In the wake of the Security Council adoption of resolution 2803 last month (a
resolution that shocked legal analysts and human rights defenders around the
globe for its blatantly colonial content, and about which I have written
previously) even critics of the resolution have thrown up their hands to declare
"oh well, the Security Council adopted it, so now its law." In other words, to
paraphrase Nixon, "if the Security Council does it, that means it is not
illegal."
Nonsense.
While the Security Council (UNSC) is an immensely powerful institution, is
subject to few checks and balances, and does not answer to judicial review, it
is not above the law and has no power to declare the unlawful to be lawful.
In fact, the UNSC derives all its powers from the UN Charter. It has no other
powers. And the UN Charter, as a treaty, is part of international law- it is not
above or outside international law. As such, the UNSC must operate within the
boundaries of the Charter, and within the boundaries of the broader body of
international law. Any actions that it takes outside those boundaries are
necessarily unlawful and ultra vires.
Acts of the Council that are unlawful and ultra vires cannot be said to have the
force of law. And, therefore, there can be no legal obligation to cooperate or
comply with such acts.
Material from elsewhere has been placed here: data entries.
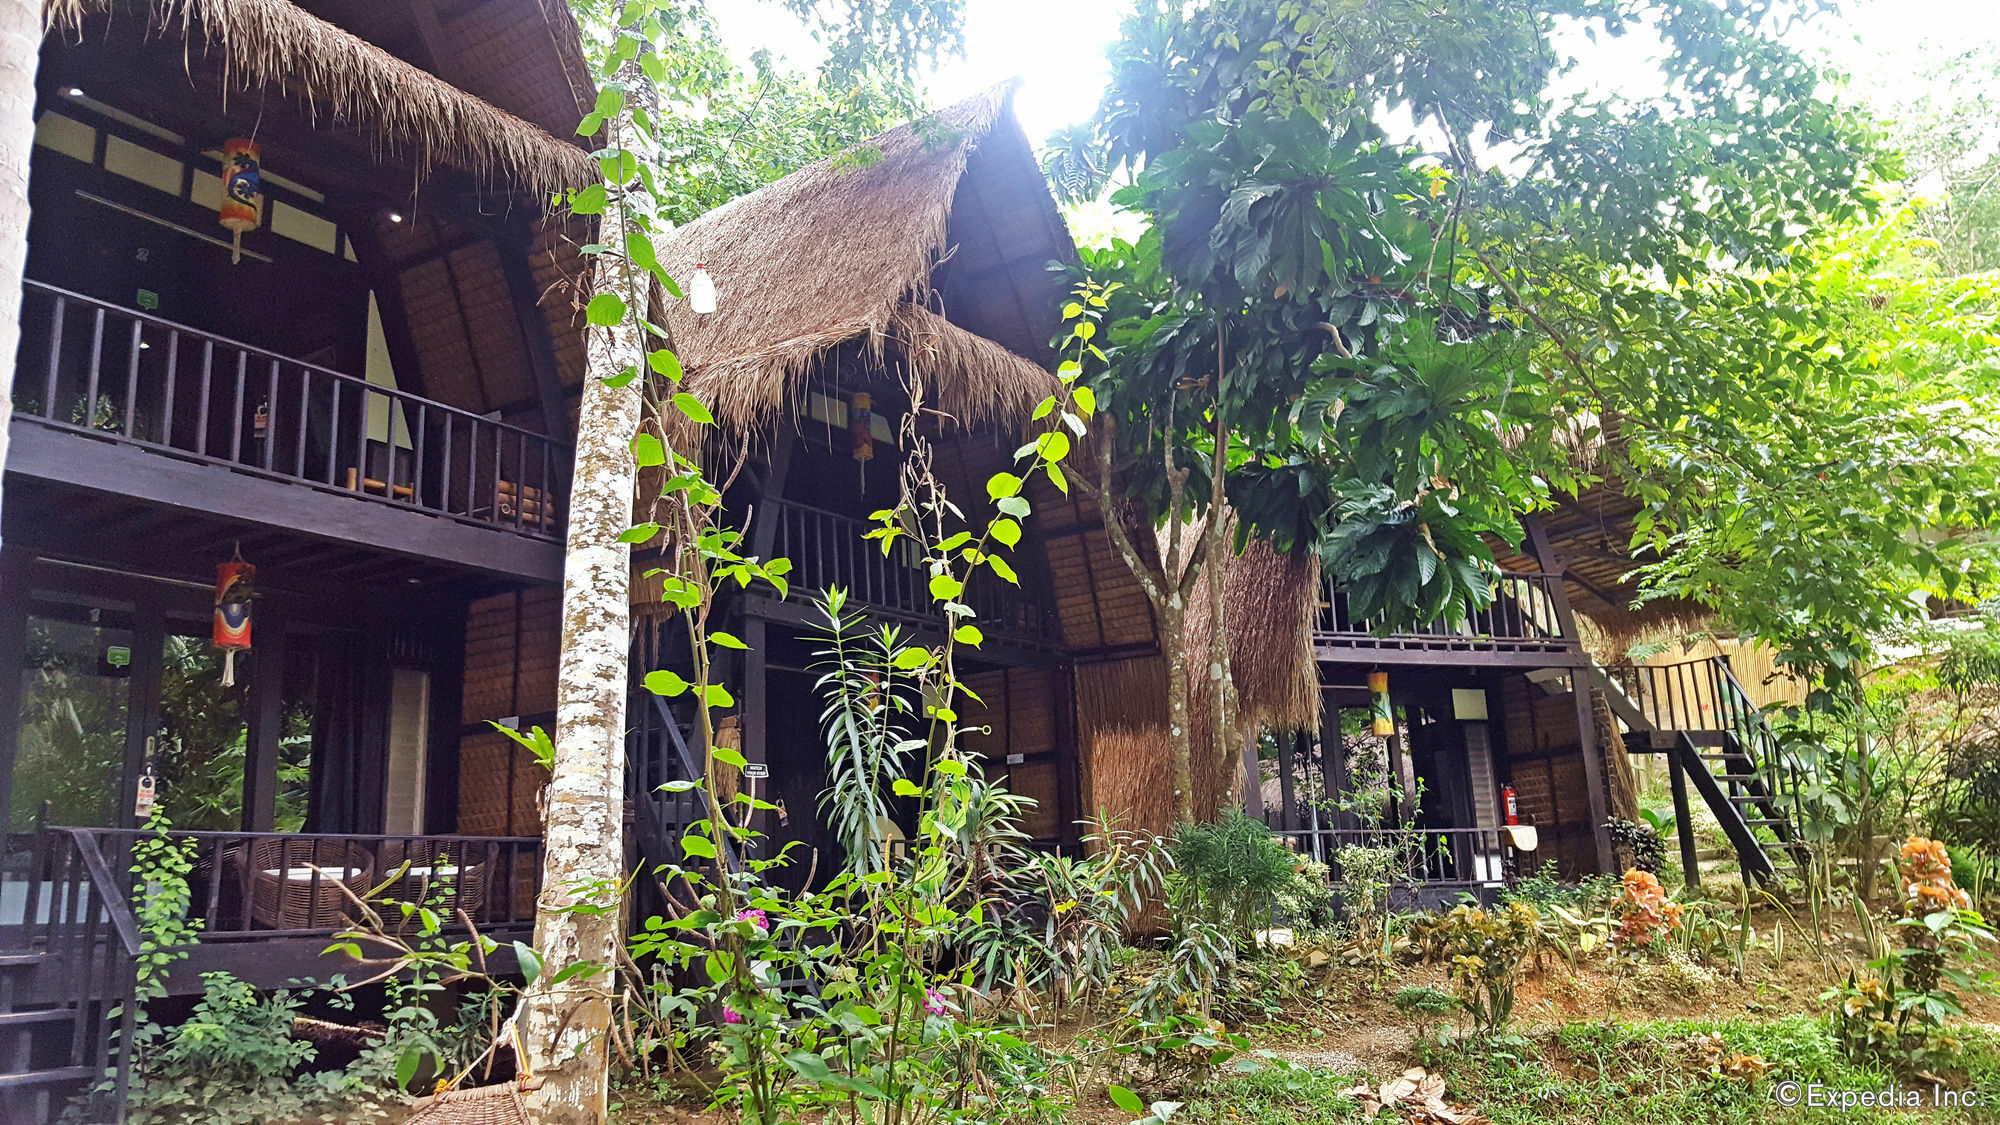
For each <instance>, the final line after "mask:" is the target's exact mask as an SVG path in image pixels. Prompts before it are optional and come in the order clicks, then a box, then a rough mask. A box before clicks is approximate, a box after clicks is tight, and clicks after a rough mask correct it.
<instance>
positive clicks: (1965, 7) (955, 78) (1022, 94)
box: [710, 0, 2000, 142]
mask: <svg viewBox="0 0 2000 1125" xmlns="http://www.w3.org/2000/svg"><path fill="white" fill-rule="evenodd" d="M1128 2H1130V0H966V58H962V60H952V62H948V64H946V66H942V68H940V70H938V72H936V74H934V76H932V80H930V90H932V96H934V100H936V104H950V102H956V100H960V98H966V96H970V94H974V92H978V90H984V88H986V86H992V84H994V82H1002V80H1006V78H1010V76H1016V74H1018V76H1022V78H1024V84H1022V90H1020V96H1018V100H1016V110H1018V114H1020V120H1022V126H1024V128H1026V130H1028V136H1030V138H1034V140H1036V142H1040V140H1042V138H1046V136H1048V134H1050V132H1052V130H1056V128H1058V126H1062V124H1070V122H1080V120H1084V118H1088V116H1090V114H1092V110H1096V104H1098V94H1102V90H1104V80H1106V68H1104V44H1108V42H1110V40H1112V38H1114V36H1116V34H1118V18H1120V14H1122V12H1124V10H1126V8H1128ZM710 10H712V12H716V20H718V24H720V26H722V34H724V38H726V40H728V42H730V46H732V50H736V52H738V54H748V52H750V50H756V48H770V50H772V52H774V54H778V56H780V58H786V60H790V62H794V64H798V66H810V64H812V62H814V60H816V50H814V44H812V38H810V36H808V34H806V30H804V26H800V24H798V22H796V20H792V18H790V16H788V14H784V10H782V8H780V6H778V4H776V2H774V0H722V2H718V4H712V6H710ZM1814 36H1816V38H1818V40H1820V44H1822V48H1824V50H1826V52H1828V54H1830V56H1832V58H1834V62H1836V66H1840V68H1844V70H1850V72H1852V74H1854V76H1856V88H1860V90H1864V92H1868V94H1874V92H1884V90H1888V92H1894V90H1898V88H1900V86H1904V82H1902V80H1900V76H1902V74H1906V72H1908V70H1910V68H1912V66H1914V64H1916V60H1918V58H1920V54H1922V52H1926V50H1940V46H1938V44H1950V46H1952V48H1956V46H1962V44H1972V42H1994V40H2000V2H1994V0H1848V4H1846V10H1844V14H1842V16H1838V18H1836V20H1822V22H1820V26H1818V28H1816V32H1814ZM1646 54H1648V48H1646V44H1644V42H1634V40H1626V42H1614V44H1608V46H1602V48H1598V50H1596V52H1594V54H1592V56H1590V58H1588V60H1586V62H1584V64H1582V66H1580V68H1578V72H1576V76H1574V80H1576V82H1578V84H1582V86H1602V88H1616V86H1620V84H1622V82H1626V80H1628V76H1632V74H1640V72H1644V66H1642V62H1644V58H1646Z"/></svg>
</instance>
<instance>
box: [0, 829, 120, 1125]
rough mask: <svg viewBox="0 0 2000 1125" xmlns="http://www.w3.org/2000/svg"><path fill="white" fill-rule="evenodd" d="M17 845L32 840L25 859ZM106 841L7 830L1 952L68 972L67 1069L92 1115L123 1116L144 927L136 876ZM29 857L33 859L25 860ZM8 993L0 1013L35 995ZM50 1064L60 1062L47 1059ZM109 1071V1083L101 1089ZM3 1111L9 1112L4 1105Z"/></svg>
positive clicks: (17, 1066) (86, 833)
mask: <svg viewBox="0 0 2000 1125" xmlns="http://www.w3.org/2000/svg"><path fill="white" fill-rule="evenodd" d="M16 843H26V845H28V847H26V849H24V851H26V855H24V857H22V855H16V853H12V851H10V847H12V845H16ZM102 843H104V841H100V837H98V835H94V833H90V831H84V829H44V831H38V833H34V835H32V837H4V835H0V955H14V957H46V959H50V961H48V967H50V969H54V973H56V975H58V977H60V985H58V987H56V989H54V993H56V995H62V997H68V1001H70V1009H68V1013H66V1015H64V1021H68V1023H70V1043H68V1059H62V1063H64V1067H62V1069H64V1073H66V1077H68V1079H70V1081H74V1083H76V1087H78V1089H82V1091H86V1101H88V1109H90V1111H88V1113H86V1115H84V1121H124V1105H126V1093H128V1089H130V1085H132V1041H134V1029H136V1015H138V1003H136V985H138V977H136V971H134V965H136V957H138V955H140V951H142V939H144V935H142V933H140V927H138V919H136V917H134V915H132V907H130V875H128V873H126V871H122V869H118V867H114V863H116V861H118V859H120V857H118V853H106V851H104V847H102ZM22 859H24V861H26V863H18V861H22ZM10 877H12V885H10ZM22 877H24V879H22ZM8 1001H12V1003H8V1005H0V1011H8V1009H12V1007H14V1005H18V1003H22V1001H26V995H16V997H8ZM52 1011H56V1013H62V1011H64V1009H52ZM20 1015H28V1017H30V1019H34V1017H40V1015H42V1013H40V1011H26V1009H22V1011H20ZM42 1065H56V1061H54V1059H44V1061H42ZM6 1067H14V1069H16V1071H18V1069H26V1067H30V1059H28V1057H26V1055H22V1057H14V1059H6V1061H4V1063H0V1073H6ZM106 1079H108V1089H98V1083H100V1081H106ZM24 1097H26V1095H24ZM0 1099H4V1095H0ZM22 1109H26V1105H24V1107H22ZM0 1119H10V1117H6V1115H4V1113H0Z"/></svg>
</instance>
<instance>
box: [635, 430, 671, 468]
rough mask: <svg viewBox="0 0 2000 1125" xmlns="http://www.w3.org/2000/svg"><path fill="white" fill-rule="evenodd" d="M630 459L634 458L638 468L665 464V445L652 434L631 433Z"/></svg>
mask: <svg viewBox="0 0 2000 1125" xmlns="http://www.w3.org/2000/svg"><path fill="white" fill-rule="evenodd" d="M632 460H636V462H638V466H640V468H652V466H654V464H666V446H664V444H660V438H656V436H652V434H632Z"/></svg>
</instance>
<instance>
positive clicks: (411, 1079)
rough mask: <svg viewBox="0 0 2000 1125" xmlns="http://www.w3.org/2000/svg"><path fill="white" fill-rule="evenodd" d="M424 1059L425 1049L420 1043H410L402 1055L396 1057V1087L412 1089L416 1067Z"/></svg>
mask: <svg viewBox="0 0 2000 1125" xmlns="http://www.w3.org/2000/svg"><path fill="white" fill-rule="evenodd" d="M422 1061H424V1049H422V1047H418V1045H414V1043H412V1045H408V1047H404V1049H402V1055H398V1057H396V1089H410V1081H412V1079H416V1067H418V1065H422Z"/></svg>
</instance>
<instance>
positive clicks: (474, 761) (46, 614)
mask: <svg viewBox="0 0 2000 1125" xmlns="http://www.w3.org/2000/svg"><path fill="white" fill-rule="evenodd" d="M46 10H48V16H50V34H48V38H46V40H44V44H42V58H40V74H38V98H36V106H34V114H36V122H34V128H36V146H34V160H32V180H30V202H32V220H30V228H28V264H26V278H8V280H6V284H10V286H22V294H24V296H22V306H20V308H22V312H20V328H22V336H20V350H18V356H14V382H12V386H14V396H12V406H14V416H12V422H10V454H8V462H6V492H4V496H6V504H4V526H0V544H4V546H0V669H4V671H0V809H4V811H6V817H8V821H6V843H4V849H0V1009H4V1011H6V1013H4V1015H0V1121H8V1123H12V1121H42V1119H44V1117H46V1115H48V1113H50V1111H52V1109H60V1105H62V1095H66V1093H68V1091H74V1089H78V1087H80V1085H82V1083H86V1081H92V1079H96V1077H98V1075H100V1073H102V1069H100V1067H102V1065H104V1063H106V1061H108V1059H106V1055H104V1049H106V1031H108V1029H106V1027H104V1025H102V1021H100V1015H102V1011H104V1009H106V1005H112V1003H116V1001H118V999H120V997H122V995H124V993H126V991H128V989H130V953H132V949H136V941H138V935H136V927H134V915H132V899H130V891H132V889H130V887H126V867H128V863H130V859H128V857H130V849H132V841H134V835H136V827H138V825H140V819H142V817H140V809H142V807H144V799H146V795H150V797H152V801H156V803H158V807H162V809H164V811H166V813H168V815H170V817H172V821H174V825H176V833H178V835H182V837H184V839H190V841H194V849H196V853H194V863H196V865H194V875H192V883H194V907H192V911H190V913H194V915H196V917H198V919H200V921H202V925H204V935H202V945H200V949H198V953H196V955H194V959H190V961H188V963H184V965H180V967H176V969H174V973H172V977H170V987H172V989H174V991H182V993H184V991H190V989H192V991H198V989H200V979H198V973H200V971H206V969H228V971H232V973H238V975H240V977H244V979H250V981H254V983H260V985H280V983H284V981H286V979H288V977H296V975H322V977H324V975H326V971H324V963H322V961H320V959H318V953H320V949H324V947H326V937H324V935H326V933H330V931H332V929H336V927H338V925H340V915H342V911H344V907H342V897H340V889H338V887H336V883H348V885H360V883H364V881H372V879H374V875H376V873H384V875H386V873H392V871H396V869H398V867H400V865H402V863H404V861H410V863H412V867H410V875H408V879H410V881H414V883H410V887H404V893H406V895H410V893H416V891H420V883H422V881H424V879H428V877H438V879H442V877H446V875H448V873H450V877H452V879H456V883H458V887H460V889H462V893H464V899H462V901H464V905H466V907H470V909H472V913H474V915H476V917H478V919H480V921H482V925H486V927H490V929H492V931H494V933H500V935H506V933H514V935H518V937H522V935H526V933H528V925H530V919H532V909H534V879H536V873H538V843H540V841H536V839H534V833H532V831H530V829H532V809H534V791H536V787H538V781H536V779H532V777H514V779H512V781H514V783H516V785H514V787H512V789H504V787H502V789H494V791H492V793H482V799H488V797H490V799H494V801H498V803H504V805H480V803H462V801H460V781H462V779H464V777H468V775H470V777H488V775H490V773H492V765H490V759H492V755H490V749H488V741H490V735H482V731H488V733H490V727H488V725H486V719H508V717H516V715H528V713H534V711H546V709H550V707H552V703H544V699H546V697H548V693H550V691H552V653H554V643H556V639H554V633H552V631H544V633H536V631H534V629H532V625H530V627H520V625H516V623H522V621H526V623H534V621H538V619H536V613H540V607H550V605H554V597H556V589H558V583H560V579H562V538H564V494H566V482H568V474H570V460H572V446H570V432H572V426H574V410H576V398H578V390H580V384H582V328H580V316H578V314H576V308H578V290H576V286H574V282H576V280H578V278H580V274H582V272H584V260H582V256H580V252H578V246H580V244H582V242H588V230H572V228H570V226H568V224H566V220H564V218H558V216H552V214H550V212H548V210H546V208H548V200H550V194H552V192H560V190H564V188H576V186H584V184H588V182H594V180H596V162H594V160H590V156H588V152H586V148H584V146H580V144H578V140H576V138H574V126H576V122H578V120H580V116H582V114H584V112H586V110H588V106H590V102H592V100H594V96H596V94H594V86H592V80H590V74H588V68H586V66H584V60H582V46H580V40H578V30H576V26H574V24H572V22H570V14H568V8H566V6H564V4H560V2H556V0H458V2H444V0H298V2H288V0H230V2H220V0H158V2H148V0H50V2H48V4H46ZM250 172H256V176H254V178H250ZM226 200H234V202H236V204H240V210H232V212H228V214H230V216H234V218H240V222H238V224H236V226H224V224H222V222H220V220H222V218H224V214H226V212H224V206H226ZM236 560H242V562H248V565H252V567H254V569H256V571H254V583H252V591H254V599H248V607H250V643H252V647H250V649H244V651H236V653H226V651H222V649H218V647H216V645H212V635H214V623H212V619H214V611H216V589H218V567H224V565H234V562H236ZM482 755H484V757H482ZM524 813H530V815H524ZM440 855H442V857H448V861H440ZM128 1011H130V1007H128Z"/></svg>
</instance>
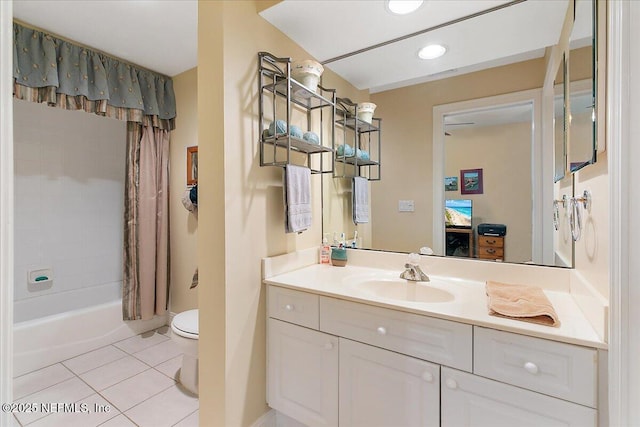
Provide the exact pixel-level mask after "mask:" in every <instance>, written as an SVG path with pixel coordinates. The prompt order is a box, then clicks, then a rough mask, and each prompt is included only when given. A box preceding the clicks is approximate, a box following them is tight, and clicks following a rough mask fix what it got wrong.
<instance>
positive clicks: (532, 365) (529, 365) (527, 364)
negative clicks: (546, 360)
mask: <svg viewBox="0 0 640 427" xmlns="http://www.w3.org/2000/svg"><path fill="white" fill-rule="evenodd" d="M524 369H525V370H526V371H527V372H529V373H530V374H533V375H535V374H537V373H538V365H536V364H535V363H533V362H527V363H525V364H524Z"/></svg>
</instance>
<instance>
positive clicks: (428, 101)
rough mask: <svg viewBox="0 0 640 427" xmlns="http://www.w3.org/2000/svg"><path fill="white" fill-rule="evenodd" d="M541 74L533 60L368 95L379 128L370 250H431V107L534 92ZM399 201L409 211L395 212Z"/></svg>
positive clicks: (372, 204) (544, 72) (431, 234)
mask: <svg viewBox="0 0 640 427" xmlns="http://www.w3.org/2000/svg"><path fill="white" fill-rule="evenodd" d="M544 75H545V63H544V59H536V60H531V61H526V62H521V63H517V64H513V65H508V66H503V67H497V68H493V69H490V70H484V71H479V72H475V73H470V74H466V75H462V76H458V77H452V78H448V79H443V80H437V81H434V82H428V83H423V84H419V85H415V86H409V87H405V88H400V89H395V90H390V91H385V92H380V93H375V94H372V95H371V101H372V102H374V103H376V104H377V105H378V108H377V110H376V115H377V116H379V117H382V119H383V128H384V132H383V140H382V156H381V157H382V176H383V179H382V180H381V181H380V182H378V183H375V184H373V185H372V202H371V205H372V216H373V218H374V220H375V223H379V224H384V227H377V228H376V227H375V224H374V228H373V247H374V248H381V249H387V250H393V251H407V250H413V251H417V250H418V249H419V248H420V247H421V246H425V245H427V246H433V243H432V223H433V220H434V218H433V212H432V203H431V200H432V197H433V195H432V193H433V191H432V188H433V180H432V173H431V166H432V164H433V157H432V152H433V147H432V135H433V130H432V126H433V123H432V122H433V107H434V106H436V105H441V104H449V103H453V102H458V101H464V100H468V99H476V98H483V97H488V96H493V95H500V94H505V93H511V92H517V91H522V90H526V89H535V88H539V87H541V86H542V83H543V79H544ZM443 185H444V184H443ZM400 199H410V200H414V201H415V212H398V200H400ZM437 220H438V221H439V220H440V219H439V218H438V219H437Z"/></svg>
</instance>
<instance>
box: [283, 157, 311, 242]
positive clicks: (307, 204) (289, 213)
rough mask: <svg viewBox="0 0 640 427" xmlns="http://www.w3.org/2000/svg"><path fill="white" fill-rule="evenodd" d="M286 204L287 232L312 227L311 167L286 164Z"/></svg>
mask: <svg viewBox="0 0 640 427" xmlns="http://www.w3.org/2000/svg"><path fill="white" fill-rule="evenodd" d="M284 205H285V206H284V208H285V230H286V232H287V233H300V232H302V231H304V230H306V229H307V228H309V227H311V169H309V168H307V167H303V166H296V165H286V166H285V168H284Z"/></svg>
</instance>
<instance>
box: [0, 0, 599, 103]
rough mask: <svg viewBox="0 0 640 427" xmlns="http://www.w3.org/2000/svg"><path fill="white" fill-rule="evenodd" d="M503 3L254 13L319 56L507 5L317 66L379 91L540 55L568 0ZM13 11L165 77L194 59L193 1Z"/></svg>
mask: <svg viewBox="0 0 640 427" xmlns="http://www.w3.org/2000/svg"><path fill="white" fill-rule="evenodd" d="M0 1H2V0H0ZM510 3H512V2H511V1H509V0H446V1H444V0H426V1H425V2H424V4H423V5H422V6H421V7H420V9H418V11H416V12H414V13H412V14H409V15H404V16H399V15H393V14H391V13H390V12H388V10H387V9H386V2H385V1H383V0H369V1H363V0H341V1H336V0H284V1H281V2H280V3H277V4H275V5H274V6H272V7H270V8H268V9H265V10H264V11H262V12H261V13H260V14H261V16H262V17H263V18H265V19H266V20H267V21H269V22H270V23H272V24H273V25H274V26H276V27H277V28H279V29H280V30H281V31H282V32H284V33H285V34H286V35H288V36H289V37H290V38H291V39H292V40H293V41H295V42H296V43H298V44H299V45H300V46H302V47H303V48H304V49H305V50H307V52H309V54H310V55H312V56H313V57H314V58H316V59H317V60H319V61H321V62H325V61H327V60H331V59H332V58H336V57H339V56H341V55H345V54H349V53H352V52H354V51H357V50H360V49H366V48H368V47H370V46H374V45H377V44H379V43H385V42H388V41H390V40H394V39H397V38H399V37H403V36H405V35H407V34H412V33H415V32H420V31H423V30H425V29H429V28H432V27H434V26H438V25H442V24H445V23H448V22H451V21H454V20H459V19H461V18H464V17H467V16H469V15H473V14H481V13H482V12H483V11H486V10H488V9H491V8H495V7H501V6H505V5H508V7H504V8H502V9H500V10H497V11H494V12H491V13H487V14H481V15H480V16H477V17H475V18H473V19H468V20H463V21H462V22H458V23H456V24H453V25H449V26H444V27H443V28H440V29H438V30H434V31H429V32H426V33H424V34H421V35H417V36H415V37H411V38H406V39H404V40H402V41H397V42H395V43H391V44H386V45H384V46H382V47H378V48H376V49H372V50H367V51H365V52H363V53H360V54H358V55H353V56H349V57H347V58H344V59H340V60H335V61H331V62H329V63H327V64H325V66H326V67H328V68H330V69H332V70H333V71H335V72H336V73H337V74H339V75H340V76H342V77H343V78H345V79H346V80H348V81H349V82H350V83H352V84H353V85H354V86H356V87H358V88H359V89H369V90H370V91H371V92H379V91H382V90H387V89H391V88H395V87H401V86H407V85H410V84H415V83H420V82H424V81H429V80H435V79H438V78H444V77H450V76H453V75H457V74H462V73H466V72H470V71H475V70H479V69H483V68H488V67H492V66H497V65H502V64H506V63H510V62H515V61H518V60H524V59H530V58H534V57H540V56H542V55H543V54H544V48H545V47H547V46H550V45H553V44H555V43H556V42H557V39H558V36H559V33H560V28H561V26H562V20H563V18H564V11H565V10H566V7H567V3H568V0H526V1H524V2H520V3H518V4H515V5H510ZM581 3H583V4H585V3H586V4H587V5H588V4H589V2H587V1H586V0H579V1H578V13H579V9H580V5H581ZM587 10H588V7H587ZM13 12H14V16H15V18H17V19H19V20H20V21H23V22H25V23H27V24H30V25H33V26H35V27H37V28H40V29H43V30H45V31H49V32H51V33H53V34H56V35H59V36H61V37H64V38H67V39H71V40H74V41H76V42H78V43H81V44H84V45H87V46H89V47H93V48H95V49H98V50H101V51H104V52H107V53H109V54H111V55H114V56H116V57H119V58H122V59H125V60H127V61H130V62H132V63H134V64H138V65H140V66H143V67H145V68H148V69H151V70H154V71H157V72H160V73H163V74H166V75H169V76H175V75H177V74H179V73H181V72H183V71H186V70H188V69H191V68H193V67H195V66H196V65H197V21H198V19H197V15H198V2H197V0H82V1H80V0H56V1H48V0H13ZM315 17H318V19H316V18H315ZM584 27H586V28H587V29H589V25H588V24H587V25H584ZM576 28H577V26H576ZM576 37H577V36H576ZM427 42H440V43H443V44H444V45H445V46H446V47H447V48H448V52H447V54H446V55H444V56H443V57H441V58H438V59H436V60H432V61H423V60H419V59H418V58H417V56H416V53H417V51H418V49H419V48H420V47H422V46H423V45H424V44H426V43H427ZM299 59H306V58H299Z"/></svg>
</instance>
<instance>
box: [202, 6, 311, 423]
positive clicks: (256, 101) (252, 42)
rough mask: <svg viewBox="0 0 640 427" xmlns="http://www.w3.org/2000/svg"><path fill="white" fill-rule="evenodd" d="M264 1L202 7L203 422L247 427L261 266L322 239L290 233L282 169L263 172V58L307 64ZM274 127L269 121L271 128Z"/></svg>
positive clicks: (310, 234) (261, 295)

Indeed, where such acts are manifestly unlawful, there
may be a duty to oppose them.
Many of the elements of UNSC resolution 2803 are indeed manifestly unlawful,
because (1) they conflict with other key provisions of the Charter itself, (2)
they violate jus cogens norms of international law with which all states are
familiar, and (3) they violate rights and (erga omnes obligations) recently
affirmed with great clarity by the International Court of Justice with regard to
the very same situation (i.e., the occupied Palestinian territory). These are
not breaches in the grey areas. They are obvious, bright-line transgressions of
international law. And that clarity brings a special obligation for states (and
others), as a minimum, to avoid participation in such breaches.